Before You Start: What You Need
Before creating your first exam in DASES, gather three items. First, your question paper — either a PDF of the printed paper or the questions typed out. Second, your model answers — the ideal responses for each descriptive question. These can be written directly in the platform or pasted from an existing document. Third, your scanned answer sheets — after the exam has been administered, the physical booklets need to be scanned as PDF files. Any office scanner or multifunction printer set to at least 300 DPI will work. The answer sheets can be scanned as individual files per student or as one combined multi-student PDF; DASES handles both formats.
Step 1: Create Your Account and Institution Profile
Visit dases.in and click "Start Free Trial." Enter your name, institutional email address, and institution name. DASES will set up your institution profile — including your logo upload and institutional branding preferences, which appear on all student PDF reports. If your institution already has a DASES account, your administrator will invite you via email to join the existing institution workspace. Once inside, the dashboard presents three main sections: Papers (your question paper library), Batches (in-progress and completed grading batches), and Reports (published student results and analytics).
Step 2: Create a New Paper
Click "New Paper" and give the paper a name (e.g., "Microeconomics — Unit 3 Internal Assessment"). Select the exam type — Internal Assessment, End-Semester, Class Test — and enter the total marks and duration. You can upload your question paper PDF and DASES will extract the questions automatically, or you can type or paste them directly. For each question, specify the marks and question type. Once questions are entered, proceed to the next step: entering model answers.
Step 3: Enter Model Answers and Review the Rubric
For each descriptive question, type or paste the ideal answer in the model answer field. DASES analyzes this text and generates a detailed rubric automatically — breaking the expected response into specific criteria with suggested mark weights. Review each criterion: adjust weights if needed, add or remove criteria, and add "alternative acceptable answers" for questions with multiple valid approaches. This rubric setup is the most intellectually engaged step in the process; allocate 5-10 minutes for thorough review. A well-constructed rubric produces the most accurate AI grading output.

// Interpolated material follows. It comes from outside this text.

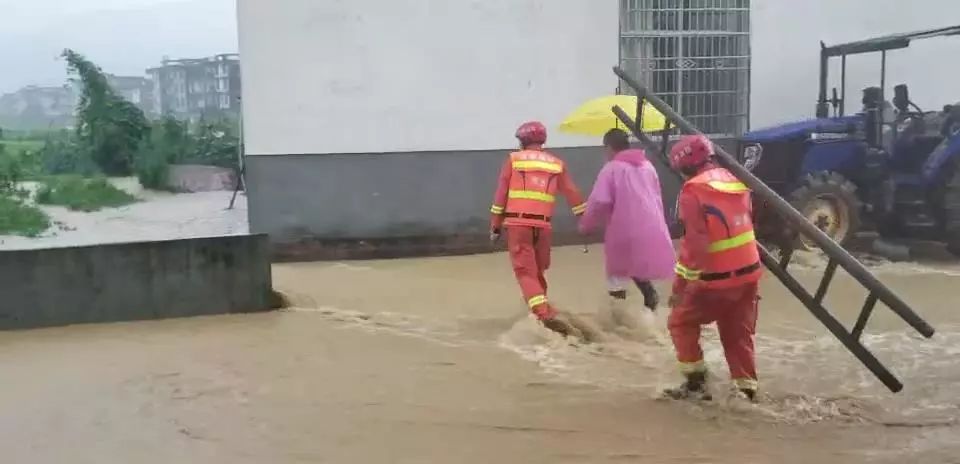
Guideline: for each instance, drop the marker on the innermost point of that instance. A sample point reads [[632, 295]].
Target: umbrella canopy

Step 4: Upload Answer Sheets and Start AI Processing
Navigate to "New Batch" under your paper. Import your student roster (CSV upload with student names, roll numbers, and email addresses) or enter students manually for small classes. Upload your scanned answer sheet PDF or PDFs. DASES identifies student booklet boundaries automatically in multi-student scans. Click "Start Grading." The AI pipeline begins processing immediately — segmenting pages, reading handwriting, mapping answers to questions, and scoring against your rubric. For a 60-student batch, processing completes in approximately 20-25 minutes. You will receive a notification when the batch is ready for review.
Step 5: Review the Dashboard and Publish
The review dashboard presents all AI-graded scores across your student batch. Answers flagged as low-confidence are highlighted in orange — click any of these to view the student's original handwriting alongside the AI's evaluation and score. Make adjustments where needed using the inline override tool. When satisfied with the results, click "Publish Results." DASES instantly generates branded PDF reports for every student, updates the student portal with their individual results and feedback, and creates an exportable result register for your records. Students with registered email addresses receive an automatic notification that their results are available.
Beyond Your First Exam: What Gets Faster Over Time
The 15-minute setup estimate applies to a new paper created from scratch. On your second exam, the process is significantly faster: you can duplicate an existing paper, modify questions as needed, and reuse rubrics from the library with minor adjustments. Most faculty who use DASES for an entire semester find that internal assessment setup time drops to under 5 minutes per new exam after the first two cycles. The paper library and rubric bank become more valuable over time, transforming each subsequent exam setup into a review-and-adjust task rather than a creation task.